VMS and cameras for Scots under-12m fleet

Scallopers first to be fitted with electronic kit

Installation of remote electronic monitoring (REM) equipment on Scottish inshore vessels will begin with scallop vessels in Shetland in April, reports Tim Oliver.

REM monitoring and VMS tracking of under-12m vessels in inshore waters is part of a package of measures announced by Marine Scotland to protect Scotland’s inshore fleet.

Scottish fisheries minister Fergus Ewing said there are two basic systems – the tracking device and the television equipment to film what happens. The very smallest vessels will have a tracking device, but they will probably not have a camera device. This will be discussed further, ‘but we have to be proportionate’, said the minister.

Marine Scotland said that the programme will help to establish local fisheries management arrangements and empower local fishers and their coastal communities.

New regulations will also be introduced for marking creels, to reduce the use of plastic items that can become detached and create marine litter. This will be implemented via a Scottish statutory instrument to be laid in the Scottish parliament this spring.

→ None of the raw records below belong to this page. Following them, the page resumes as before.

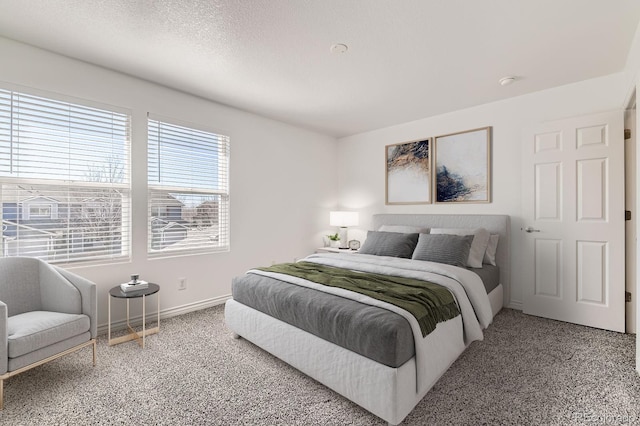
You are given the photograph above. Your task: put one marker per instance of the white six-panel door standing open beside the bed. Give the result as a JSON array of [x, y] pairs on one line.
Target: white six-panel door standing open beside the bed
[[573, 208]]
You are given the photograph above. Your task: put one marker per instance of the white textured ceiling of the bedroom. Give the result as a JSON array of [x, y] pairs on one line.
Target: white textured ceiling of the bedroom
[[407, 59]]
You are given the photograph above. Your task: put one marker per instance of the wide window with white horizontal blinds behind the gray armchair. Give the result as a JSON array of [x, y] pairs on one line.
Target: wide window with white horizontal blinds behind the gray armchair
[[64, 180]]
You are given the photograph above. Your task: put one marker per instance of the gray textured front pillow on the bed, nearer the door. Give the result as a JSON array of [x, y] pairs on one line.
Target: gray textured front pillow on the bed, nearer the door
[[444, 248]]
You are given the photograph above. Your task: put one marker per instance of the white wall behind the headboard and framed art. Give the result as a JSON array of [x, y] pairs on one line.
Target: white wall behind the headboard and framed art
[[362, 159]]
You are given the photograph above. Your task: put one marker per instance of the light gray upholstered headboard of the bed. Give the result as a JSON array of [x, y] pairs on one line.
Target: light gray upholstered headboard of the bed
[[495, 224]]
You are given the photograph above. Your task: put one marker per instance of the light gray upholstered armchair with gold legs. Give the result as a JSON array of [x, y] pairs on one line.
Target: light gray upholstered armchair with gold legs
[[45, 313]]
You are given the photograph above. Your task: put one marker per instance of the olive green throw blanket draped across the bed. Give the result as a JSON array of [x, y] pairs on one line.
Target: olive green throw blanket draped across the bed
[[429, 303]]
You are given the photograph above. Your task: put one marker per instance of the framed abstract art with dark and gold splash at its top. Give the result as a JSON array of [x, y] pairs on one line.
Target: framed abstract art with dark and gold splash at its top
[[408, 172]]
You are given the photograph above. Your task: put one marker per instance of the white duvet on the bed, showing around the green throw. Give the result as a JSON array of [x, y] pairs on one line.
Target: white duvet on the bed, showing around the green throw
[[466, 287]]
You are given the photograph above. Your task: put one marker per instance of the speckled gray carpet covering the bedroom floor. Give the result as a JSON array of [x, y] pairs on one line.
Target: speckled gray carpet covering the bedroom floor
[[527, 371]]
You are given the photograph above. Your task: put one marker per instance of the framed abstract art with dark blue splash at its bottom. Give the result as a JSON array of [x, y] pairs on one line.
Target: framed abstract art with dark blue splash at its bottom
[[463, 167]]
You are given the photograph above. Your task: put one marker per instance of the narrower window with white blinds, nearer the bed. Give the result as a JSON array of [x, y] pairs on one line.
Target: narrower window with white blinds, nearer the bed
[[188, 174]]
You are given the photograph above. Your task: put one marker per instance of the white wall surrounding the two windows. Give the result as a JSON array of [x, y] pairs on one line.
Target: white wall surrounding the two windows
[[281, 191]]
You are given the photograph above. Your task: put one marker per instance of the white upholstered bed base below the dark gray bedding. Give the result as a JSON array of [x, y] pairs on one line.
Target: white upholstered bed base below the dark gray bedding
[[389, 393]]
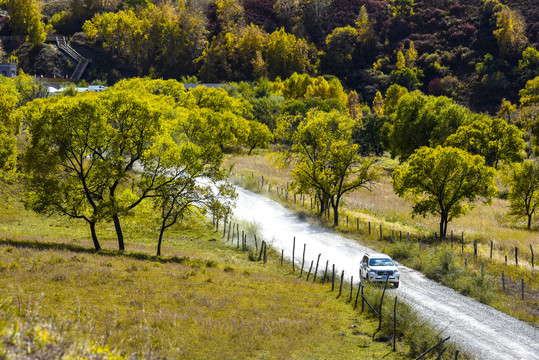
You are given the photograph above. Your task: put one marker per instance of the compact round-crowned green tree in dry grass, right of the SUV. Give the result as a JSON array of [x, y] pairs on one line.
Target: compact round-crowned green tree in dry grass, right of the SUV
[[444, 181]]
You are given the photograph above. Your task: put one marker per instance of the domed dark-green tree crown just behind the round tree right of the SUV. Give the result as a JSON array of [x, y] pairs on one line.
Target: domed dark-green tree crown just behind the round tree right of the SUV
[[492, 138]]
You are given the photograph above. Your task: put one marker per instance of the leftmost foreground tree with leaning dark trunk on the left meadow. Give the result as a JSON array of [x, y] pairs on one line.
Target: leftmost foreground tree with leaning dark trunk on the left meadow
[[62, 166]]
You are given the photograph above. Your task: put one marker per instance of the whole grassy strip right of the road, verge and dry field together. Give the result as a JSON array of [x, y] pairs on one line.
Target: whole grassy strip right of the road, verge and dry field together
[[463, 272]]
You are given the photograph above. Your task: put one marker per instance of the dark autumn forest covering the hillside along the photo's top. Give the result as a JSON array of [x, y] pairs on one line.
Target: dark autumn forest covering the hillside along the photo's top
[[476, 52]]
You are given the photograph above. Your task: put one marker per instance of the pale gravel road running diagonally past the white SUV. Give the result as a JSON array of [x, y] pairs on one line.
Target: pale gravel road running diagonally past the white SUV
[[478, 329]]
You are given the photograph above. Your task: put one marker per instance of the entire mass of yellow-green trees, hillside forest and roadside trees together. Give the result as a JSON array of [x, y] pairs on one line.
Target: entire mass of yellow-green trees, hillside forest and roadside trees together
[[386, 88]]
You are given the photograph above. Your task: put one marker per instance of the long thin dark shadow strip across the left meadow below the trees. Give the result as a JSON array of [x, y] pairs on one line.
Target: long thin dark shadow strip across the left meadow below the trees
[[41, 245]]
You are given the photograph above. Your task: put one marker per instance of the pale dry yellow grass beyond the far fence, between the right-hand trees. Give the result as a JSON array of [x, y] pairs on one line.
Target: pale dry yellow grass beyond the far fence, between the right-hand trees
[[382, 206]]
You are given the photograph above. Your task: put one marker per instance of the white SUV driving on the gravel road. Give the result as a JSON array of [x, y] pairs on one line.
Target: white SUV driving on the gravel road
[[379, 268]]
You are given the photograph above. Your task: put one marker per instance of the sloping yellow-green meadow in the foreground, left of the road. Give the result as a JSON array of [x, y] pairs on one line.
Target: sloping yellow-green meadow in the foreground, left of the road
[[201, 300]]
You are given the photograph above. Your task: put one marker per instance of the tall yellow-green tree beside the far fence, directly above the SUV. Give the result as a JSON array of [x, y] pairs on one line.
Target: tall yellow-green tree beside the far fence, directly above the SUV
[[326, 162]]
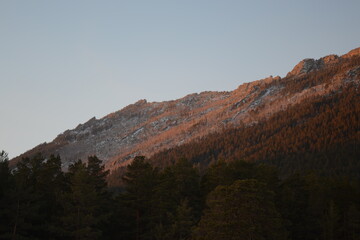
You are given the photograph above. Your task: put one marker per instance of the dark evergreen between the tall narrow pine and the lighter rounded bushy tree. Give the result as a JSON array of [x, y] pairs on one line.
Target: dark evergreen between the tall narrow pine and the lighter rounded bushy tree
[[177, 197]]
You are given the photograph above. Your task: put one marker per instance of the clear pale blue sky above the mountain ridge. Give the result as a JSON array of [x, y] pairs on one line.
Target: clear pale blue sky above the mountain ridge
[[63, 62]]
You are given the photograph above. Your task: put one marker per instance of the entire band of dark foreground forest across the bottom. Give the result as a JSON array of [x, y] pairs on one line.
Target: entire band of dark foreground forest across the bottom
[[228, 200]]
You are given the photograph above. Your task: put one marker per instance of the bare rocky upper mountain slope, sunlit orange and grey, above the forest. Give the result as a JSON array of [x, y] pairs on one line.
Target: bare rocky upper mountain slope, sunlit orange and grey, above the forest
[[145, 128]]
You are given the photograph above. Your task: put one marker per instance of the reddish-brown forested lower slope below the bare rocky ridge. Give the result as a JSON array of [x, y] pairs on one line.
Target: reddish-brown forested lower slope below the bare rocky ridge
[[321, 134]]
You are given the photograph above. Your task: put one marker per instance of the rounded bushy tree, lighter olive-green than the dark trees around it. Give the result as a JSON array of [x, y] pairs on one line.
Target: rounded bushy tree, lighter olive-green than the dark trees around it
[[243, 210]]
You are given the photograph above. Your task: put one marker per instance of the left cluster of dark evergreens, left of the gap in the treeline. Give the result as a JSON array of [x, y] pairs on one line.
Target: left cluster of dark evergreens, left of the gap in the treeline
[[39, 201]]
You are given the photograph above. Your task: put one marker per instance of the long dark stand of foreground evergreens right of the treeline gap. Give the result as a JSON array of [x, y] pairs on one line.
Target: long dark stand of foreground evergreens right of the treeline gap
[[235, 200]]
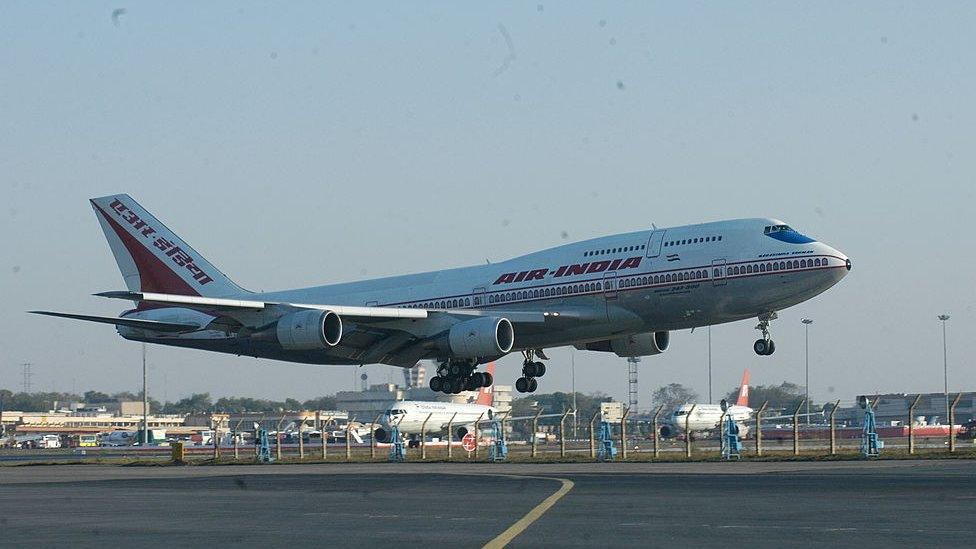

Other measures to enhance inshore fisheries include:

  • Establishment of an Inner Sound local fisheries advisory group to better manage the waters east of Skye and Raasay
  • A new website to allow fishers to better interact with their local regional inshore fisheries group – rifg.scot – which will go live in March
  • Continuing work to reduce gear conflict and better manage disagreements between fishers.

New chairs have been appointed to the mainland regional inshore fisheries groups. Jennifer Mouat and Simon Macdonald will be chairs of the North and East and the West groups respectively.

Technology to support the new monitoring programme will be installed by Woodsons of Aberdeen.

Explaining details of the project to MSPs, Fergus Ewing said that 20 of 114 inshore scallop dredgers already have the tracking and monitoring equipment, and Marine Scotland hopes to complete the installations on the rest of the scallopers by the end of the year.

From Shetland, the contractors will move to the Hebrides, and then to the west coast. The contractors’ work will include checking that the data is being transmitted correctly from vessels to Marine Scotland and can be monitored properly, as well as training fishermen in its use.

Pointing out that 80% of the more than 2,000 Scottish-registered vessels operate in inshore waters, Fergus Ewing said that the installation of REM would mean that the authorities will know where vessels are and what they are doing.

“Until now, because evidence could not be provided, it has been almost impossible to resolve disagreements that arose because of disputed facts – claims and counterclaims about matters such as where vessels were, or whether they were fishing in the wrong places, or where other vessels’ creels were located. REM provides an opportunity to change that,” Fergus Ewing told MSPs.

He said it should not be assumed that fishermen deliberately damage marine features, and stressed that while the Scottish government ‘takes very seriously’ any incidents in which damage occurs, ‘the vast majority of fishers fully respect the marine environment’. “After all, it is the source of their livelihood, and that of their successors for decades and centuries to come.”

He said that a key objective of the Scottish Inshore Fisheries Strategy 2015 was to more effectively monitor fishing in inshore waters. “That will provide vital data for government to manage fishing resources, reassurance to local communities about fishing activity, and information for fishers to guide how, when and what they fish.”

He welcomed the dialogue on inshore management that had been evident in the inshore fisheries pilot programme. The Mull spatial separation trial conflict had been successfully mitigated, he said, and the lessons learned from it would be applied to the Outer Hebrides pilot, where the prototype low-cost vessel tracking solution would continue to be developed.

Less progress had been made with the Inner Sound inshore pilot, and an Inner Sound fisheries management advisory group was being established to open up dialogue between the range of interests in the area.

He said that there was conflict between fishermen in only a minority of cases, but when it occurred, ‘it can be difficult and intense, and it can cause economic loss and hardship to many small businesses’. REM would enable ‘substantial further progress in resolving some of the conflicts, or preventing them from arising in the first place’.

Fergus Ewing said that fishermen around the coast were concerned about wind farm development, and that the government was ‘well aware of the issue’. Steps had been taken to ensure there is co-operation and discussion with offshore wind developers, so that their plans took account of the needs of fishing. “After all, fishers were there first,” said the minister.

Vessel monitoring systems (VMS) using satellite technology have been used by all over-15m EU vessels since 2003. In 2013, VMS using satellite and mobile phone options was introduced in the UK for over-12m vessels.

Inshore VMS differs from VMS because it transmits data that can be accessed by mobile phones, rather than the satellite technology used by larger vessels. It is simpler, and therefore lower-cost.